We were led to our room and were left there, contemplating the view through the open windows. A sky-like blue sea was welcoming us with open arms and the green of the spotless park that covered the distance between the building and the cliffs seemed to foster the feeling that we were getting closer to paradise. My eye muscles started relaxing and all of a sudden I felt comfortably tired. The cot was of good quality and already arranged. We quickly checked that the room was habitable for a five-month old baby and then started to unpack some basic stuff.
After having slept the whole journey from the airport to the hotel, our son Karl was fully awake by then and even though we were looking forward for a nap, with Karl wanting to wonder around, there was no point trying. So we headed to the restaurant beside the main swimming pool and ordered fresh fish food which brought our souls back to life.
From then on, our holidays with our little son were as close to perfection as you can hope.
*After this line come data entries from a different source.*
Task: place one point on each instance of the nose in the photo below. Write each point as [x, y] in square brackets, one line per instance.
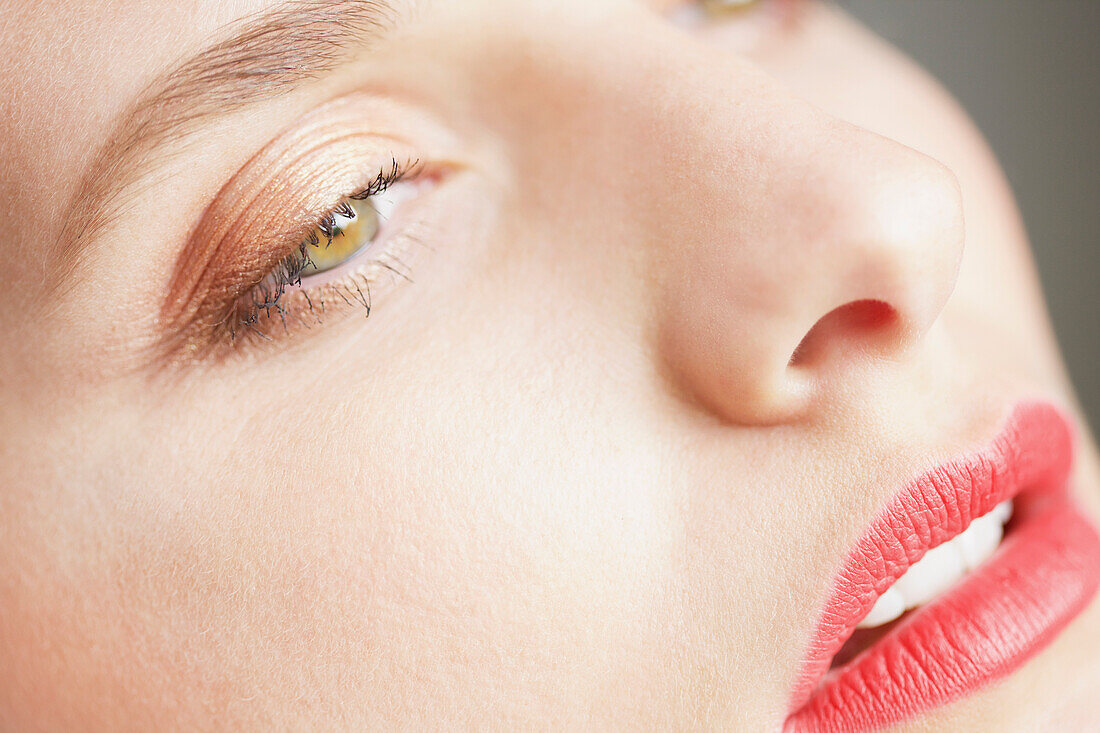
[813, 247]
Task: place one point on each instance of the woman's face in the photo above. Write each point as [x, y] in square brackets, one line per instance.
[668, 307]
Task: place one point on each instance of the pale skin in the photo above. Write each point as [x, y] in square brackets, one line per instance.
[569, 477]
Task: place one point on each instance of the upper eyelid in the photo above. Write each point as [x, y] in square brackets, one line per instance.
[233, 241]
[263, 56]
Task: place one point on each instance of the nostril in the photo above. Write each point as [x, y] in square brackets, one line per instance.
[867, 321]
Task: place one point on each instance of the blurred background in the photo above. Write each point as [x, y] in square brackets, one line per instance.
[1029, 73]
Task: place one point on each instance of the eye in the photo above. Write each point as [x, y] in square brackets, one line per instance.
[694, 13]
[337, 261]
[352, 229]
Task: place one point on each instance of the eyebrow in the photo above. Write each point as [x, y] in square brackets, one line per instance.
[262, 56]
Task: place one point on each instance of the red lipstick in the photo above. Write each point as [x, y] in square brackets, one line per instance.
[987, 625]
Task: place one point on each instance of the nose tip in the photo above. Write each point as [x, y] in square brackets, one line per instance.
[857, 255]
[898, 243]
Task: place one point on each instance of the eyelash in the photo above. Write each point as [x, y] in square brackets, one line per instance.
[264, 302]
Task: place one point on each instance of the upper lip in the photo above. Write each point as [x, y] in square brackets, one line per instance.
[1032, 453]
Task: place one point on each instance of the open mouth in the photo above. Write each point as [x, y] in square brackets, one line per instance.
[970, 570]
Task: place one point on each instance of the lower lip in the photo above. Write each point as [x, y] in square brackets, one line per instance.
[985, 627]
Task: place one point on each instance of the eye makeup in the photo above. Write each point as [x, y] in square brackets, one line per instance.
[262, 252]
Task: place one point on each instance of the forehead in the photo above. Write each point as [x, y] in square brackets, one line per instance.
[70, 66]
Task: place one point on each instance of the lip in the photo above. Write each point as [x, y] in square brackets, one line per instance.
[993, 620]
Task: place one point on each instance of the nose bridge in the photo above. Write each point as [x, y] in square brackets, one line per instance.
[802, 232]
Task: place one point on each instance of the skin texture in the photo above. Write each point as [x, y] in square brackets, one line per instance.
[569, 477]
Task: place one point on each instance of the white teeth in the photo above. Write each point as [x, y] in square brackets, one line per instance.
[889, 606]
[941, 567]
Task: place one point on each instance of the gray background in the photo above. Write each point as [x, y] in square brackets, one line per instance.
[1027, 72]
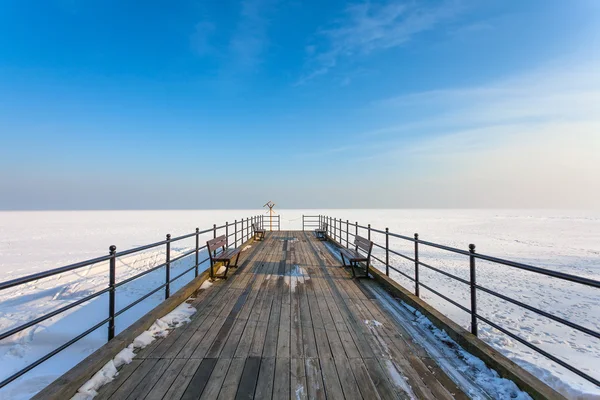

The weather was magnificent, not too hot not too cold. The hotel had many amenities for children, grown ups, seniors and seniors that want to be children. The golf course ranks among the best any player could wish for. There are heated swimming-pools so if you go during winter you can swim (although it is for the brave ones to get out of the water on a windy day).
As with our first trip, my wife and I took turns to take care of Karl while the other half was being pampered with some massages, sauna, jacuzzi or any other activity of our liking. I for instance took a few tennis lessons from an American coach who did not hesitate to show me how much I lost in style since the last time I played (which was a couple of years ago). Physically, my bad shape was also exposed by making me run from one corner to the other of the court, dragging the tennis racket as if it were an anchor and sweating as if I came from a walk in the Sahara, at midday and in August. When he saw me half dead, with my tongue hitting the floor and my body begging for a bench, he laughed and said: "Funny, isn't it, I enjoyed so much making you run and on top of it I get paid!". I drew a complimentary smile on my face, not entirely sure how funny his 'joke' really was. It turned out to be very funny when I told my wife about it.
But we, the three of us, also strolled around andacross the hotel premises around two or three times a day. Boring? not at all. To start with, one could see Karl's eyes scanning everything that crossed his sight. He was learning, he was absorbing images, sounds, smells. You could see him being marvelled by the sound of a bird that for us would not have raised the slightest of attention. His face expressed joy (and also tiredness pretty quickly!). We used the pushchair/stroller and, from time to time, the baby carrier, which was much more appropriate when going to the beach. The beach, ah, what a nice beach. Because the Sheraton Algarve Hotel sits on top of a cliff, the views are stunning. But also, the hotel has got a lift to take even the laziest human being to the sand. Down at the beach, there is a bar to drink quite a variety of cold drinks. And there is another bar at the top of the cliff, with views that seem unreal. To be sure, the cliff is well protected against accidents - a glass fence separates the park from the precipice.
To sum up, the trip was a massive success. But not as good as the next one for which I am now running out of time - and space. Till the next one!